Os produtos de chocolate mais consumidos e seus riscos

Relatório da National Candy Association indica que as barras de chocolate representam 32,5% do total, sendo o chocolate ao leite o mais consumido, seguido do cacau instantâneo com 20,7% e do copo, 18,5% em lanches16,4% em chocolate e 11,9% em pastas para barrar. Todos estes produtos contêm cerca de 50% de açúcar, em comparação com o chamado chocolate “puro” ou “escuro”, que contém entre 15 e 30%. Você pode até comprar produtos que contenham 90 ou 99% de cacau, o que significa que apenas 1 a 10% é açúcar.

Uma revisão dos rótulos nutricionais desses alimentos populares nos dá mais pistas:

  • Barra de Chocolate ao Leite Nestlé: Embora contenha apenas manteiga de cacau como gordura, existem 58 gramas de açúcar por barra de 100g.
  • Cacau Instantâneo ColaCao: Contém 22% de cacau puro e sem gordura, mas é principalmente açúcar, mais de 77 gramas por 100g.
  • Kit-Kat: O açúcar ainda é o primeiro ingrediente (45 gramas por 100 g), mas as principais gorduras também vêm da palma e de outras fontes além da manteiga de cacau.
  • Ovo de chocolate surpresa Kinder: A camada externa do chocolate ao leite contém manteiga de cacau e a camada interna do chocolate branco consiste em gorduras vegetais. Açúcar 52 gramas por 100.
  • Chocolates Ferrero Rocher: Esses chocolates de Natal são considerados um produto de luxo e contêm chocolate ao leite de qualidade feito com manteiga de cacau e 20% de avelãs, mas o açúcar representa 40% do peso.
  • Chocolates Nestlé em caixa vermelha: embora a cobertura seja de chocolate amargo ou ao leite, os recheios levam manteiga de cacau, gordura de palma e o teor de açúcar aumenta para 51%.
  • Nocilla Spread: A pasta popular substitui o óleo de palma (encontrado em seu concorrente Nutella) por óleo de girassol com alto teor de oleico, mas ainda é um doce com 56 gramas de açúcar por 100g.
  • Lacacito: São feitos com manteiga de cacau, mas entre o chocolate ao leite de dentro e a cobertura colorida ficam 70 gramas de açúcar por 100.
  • Filipinos: A cobertura de chocolate é feita de manteiga de cacau, mas o interior do donut é feito de gordura de palma.
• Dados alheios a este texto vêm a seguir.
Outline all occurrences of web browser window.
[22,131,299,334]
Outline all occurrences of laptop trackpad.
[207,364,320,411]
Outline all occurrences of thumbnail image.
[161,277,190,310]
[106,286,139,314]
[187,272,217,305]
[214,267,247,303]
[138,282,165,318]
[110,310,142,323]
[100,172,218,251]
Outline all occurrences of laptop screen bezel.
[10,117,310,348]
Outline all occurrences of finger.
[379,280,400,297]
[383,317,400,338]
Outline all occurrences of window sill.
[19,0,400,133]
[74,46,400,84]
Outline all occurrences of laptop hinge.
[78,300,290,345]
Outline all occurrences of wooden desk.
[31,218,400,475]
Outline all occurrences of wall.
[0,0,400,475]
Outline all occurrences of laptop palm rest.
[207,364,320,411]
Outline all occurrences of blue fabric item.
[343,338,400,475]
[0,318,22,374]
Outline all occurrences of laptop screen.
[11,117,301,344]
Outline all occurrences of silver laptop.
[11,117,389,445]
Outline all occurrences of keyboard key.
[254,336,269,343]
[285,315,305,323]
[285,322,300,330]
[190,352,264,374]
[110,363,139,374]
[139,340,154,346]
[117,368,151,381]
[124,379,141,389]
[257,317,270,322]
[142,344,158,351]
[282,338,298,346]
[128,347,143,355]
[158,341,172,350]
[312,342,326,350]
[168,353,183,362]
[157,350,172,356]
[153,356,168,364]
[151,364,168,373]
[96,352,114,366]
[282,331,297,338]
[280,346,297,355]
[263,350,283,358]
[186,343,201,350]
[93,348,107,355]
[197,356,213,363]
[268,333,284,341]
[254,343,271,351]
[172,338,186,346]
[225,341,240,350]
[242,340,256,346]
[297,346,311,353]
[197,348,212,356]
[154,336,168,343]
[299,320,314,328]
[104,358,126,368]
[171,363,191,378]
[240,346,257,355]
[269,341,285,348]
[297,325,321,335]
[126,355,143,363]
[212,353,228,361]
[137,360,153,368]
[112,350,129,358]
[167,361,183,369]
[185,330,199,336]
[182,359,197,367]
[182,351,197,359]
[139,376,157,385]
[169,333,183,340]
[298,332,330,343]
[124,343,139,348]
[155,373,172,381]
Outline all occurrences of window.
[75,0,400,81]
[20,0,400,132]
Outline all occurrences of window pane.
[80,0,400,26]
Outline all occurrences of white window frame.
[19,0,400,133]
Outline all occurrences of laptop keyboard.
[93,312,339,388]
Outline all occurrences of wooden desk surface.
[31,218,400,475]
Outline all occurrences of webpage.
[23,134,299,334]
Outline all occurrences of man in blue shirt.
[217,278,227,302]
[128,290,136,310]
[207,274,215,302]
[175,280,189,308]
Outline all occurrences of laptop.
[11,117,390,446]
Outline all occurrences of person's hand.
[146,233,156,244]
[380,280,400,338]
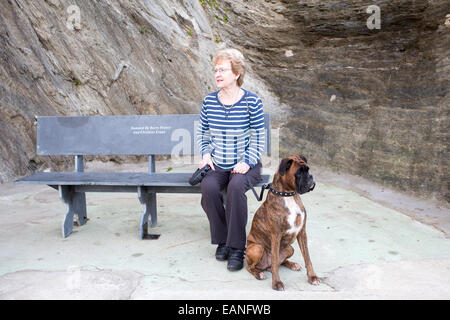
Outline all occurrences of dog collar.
[269,186,297,197]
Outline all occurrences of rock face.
[0,0,450,201]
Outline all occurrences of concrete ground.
[0,160,450,300]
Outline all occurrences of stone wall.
[0,0,450,201]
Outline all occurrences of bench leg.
[59,185,87,238]
[138,187,159,240]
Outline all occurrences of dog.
[246,155,319,290]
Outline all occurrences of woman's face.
[214,60,237,89]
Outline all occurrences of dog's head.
[278,155,316,194]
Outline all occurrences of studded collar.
[268,184,297,197]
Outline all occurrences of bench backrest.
[37,114,270,155]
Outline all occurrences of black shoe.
[216,244,230,261]
[227,248,245,271]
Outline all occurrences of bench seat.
[15,172,270,193]
[15,114,270,239]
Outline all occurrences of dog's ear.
[278,159,292,176]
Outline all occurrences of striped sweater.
[197,90,265,170]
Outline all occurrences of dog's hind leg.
[280,246,302,271]
[245,243,266,280]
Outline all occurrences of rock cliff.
[0,0,450,201]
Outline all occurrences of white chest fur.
[284,197,305,235]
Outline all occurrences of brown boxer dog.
[246,155,319,290]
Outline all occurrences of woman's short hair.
[213,49,246,87]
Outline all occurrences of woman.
[197,49,265,270]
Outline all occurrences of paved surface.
[0,160,450,299]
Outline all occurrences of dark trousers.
[201,162,262,249]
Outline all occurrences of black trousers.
[201,162,262,249]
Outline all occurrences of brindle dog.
[246,155,319,290]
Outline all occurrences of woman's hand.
[231,162,250,174]
[198,153,216,170]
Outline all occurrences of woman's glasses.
[213,68,231,74]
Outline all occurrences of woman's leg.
[225,163,262,249]
[201,166,230,244]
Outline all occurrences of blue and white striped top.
[197,89,265,170]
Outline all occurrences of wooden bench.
[15,114,270,239]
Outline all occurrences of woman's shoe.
[216,244,230,261]
[227,248,245,271]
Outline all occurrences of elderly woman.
[197,49,265,270]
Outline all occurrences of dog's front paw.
[308,276,320,286]
[272,281,284,291]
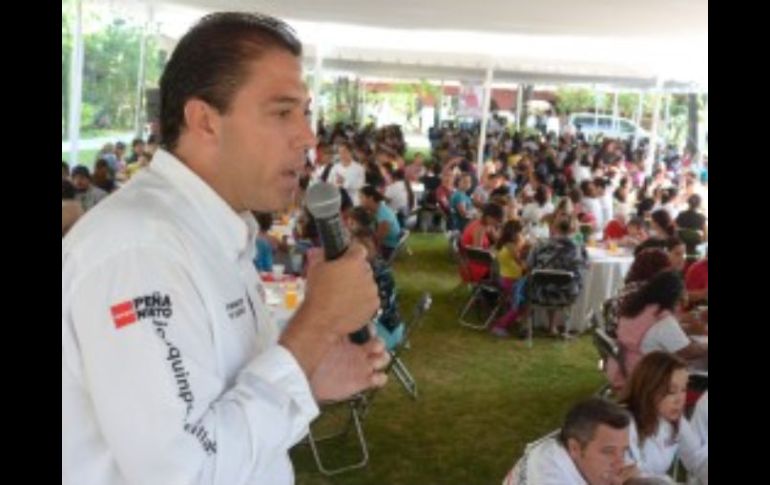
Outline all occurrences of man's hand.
[310,324,390,401]
[279,244,380,378]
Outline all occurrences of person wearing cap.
[72,165,107,211]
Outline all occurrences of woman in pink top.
[607,270,708,390]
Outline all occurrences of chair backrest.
[591,328,626,378]
[529,269,575,286]
[385,229,411,266]
[677,229,703,255]
[527,269,578,307]
[463,247,495,267]
[388,292,433,362]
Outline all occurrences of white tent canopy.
[90,0,708,91]
[70,0,708,165]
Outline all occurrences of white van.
[568,113,650,145]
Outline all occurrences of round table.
[569,247,634,332]
[262,274,305,331]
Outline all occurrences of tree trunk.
[686,93,698,154]
[520,84,535,130]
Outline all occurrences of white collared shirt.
[326,160,366,206]
[62,150,318,485]
[503,437,588,485]
[628,417,708,475]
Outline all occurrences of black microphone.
[305,182,371,345]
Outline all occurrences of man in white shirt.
[328,141,366,206]
[503,398,636,485]
[310,142,334,185]
[62,13,388,485]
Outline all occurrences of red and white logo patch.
[110,300,137,329]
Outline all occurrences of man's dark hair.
[559,397,631,448]
[72,165,91,180]
[160,12,302,150]
[687,194,701,211]
[481,202,505,221]
[61,179,75,200]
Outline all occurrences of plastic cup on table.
[283,283,299,310]
[273,264,286,280]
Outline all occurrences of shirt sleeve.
[62,248,318,485]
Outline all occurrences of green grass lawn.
[292,234,604,485]
[61,148,99,170]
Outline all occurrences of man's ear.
[184,98,222,144]
[567,438,583,460]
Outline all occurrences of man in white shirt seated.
[327,141,366,206]
[503,397,636,485]
[689,391,709,485]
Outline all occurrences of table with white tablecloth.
[261,273,305,330]
[569,248,634,332]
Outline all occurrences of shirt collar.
[147,148,257,259]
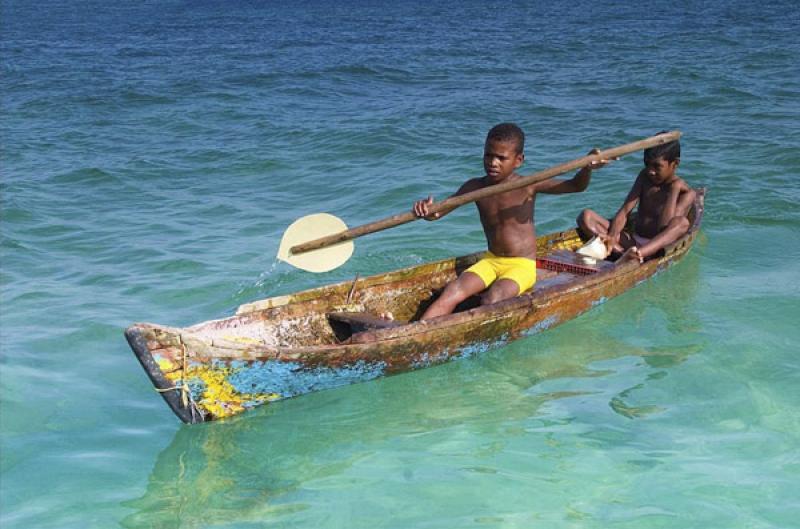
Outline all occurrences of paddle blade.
[278,213,353,273]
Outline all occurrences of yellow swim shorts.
[466,252,536,294]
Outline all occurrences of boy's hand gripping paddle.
[278,130,681,272]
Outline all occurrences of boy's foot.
[617,246,644,264]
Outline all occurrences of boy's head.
[644,131,681,184]
[486,123,525,154]
[483,123,525,183]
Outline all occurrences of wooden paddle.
[278,130,681,272]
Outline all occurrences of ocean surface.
[0,0,800,529]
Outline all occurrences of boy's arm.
[411,178,481,220]
[607,173,642,247]
[659,178,696,229]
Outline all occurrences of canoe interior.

Contém um total de 38 gramas de açúcar por 100 g.
  • Chocolate em pó para xícaras. Valor: Com 66 gramas de açúcar por 100g e apenas 20g de cacau em pó desnatado, é muito parecido com o ColaCao, exceto pelo amido usado para engrossá-lo.

O chocolate tem valor emocional para muitas pessoas e está associado ao prazer e à celebração no subconsciente coletivo, mas não podemos esquecer que alguns produtos vendidos como chocolate contêm, na verdade, muito pouco cacau.

Dario Pescador – editor e diretor da revista Revista “Quo” e autor do livro sua melhor personalidade.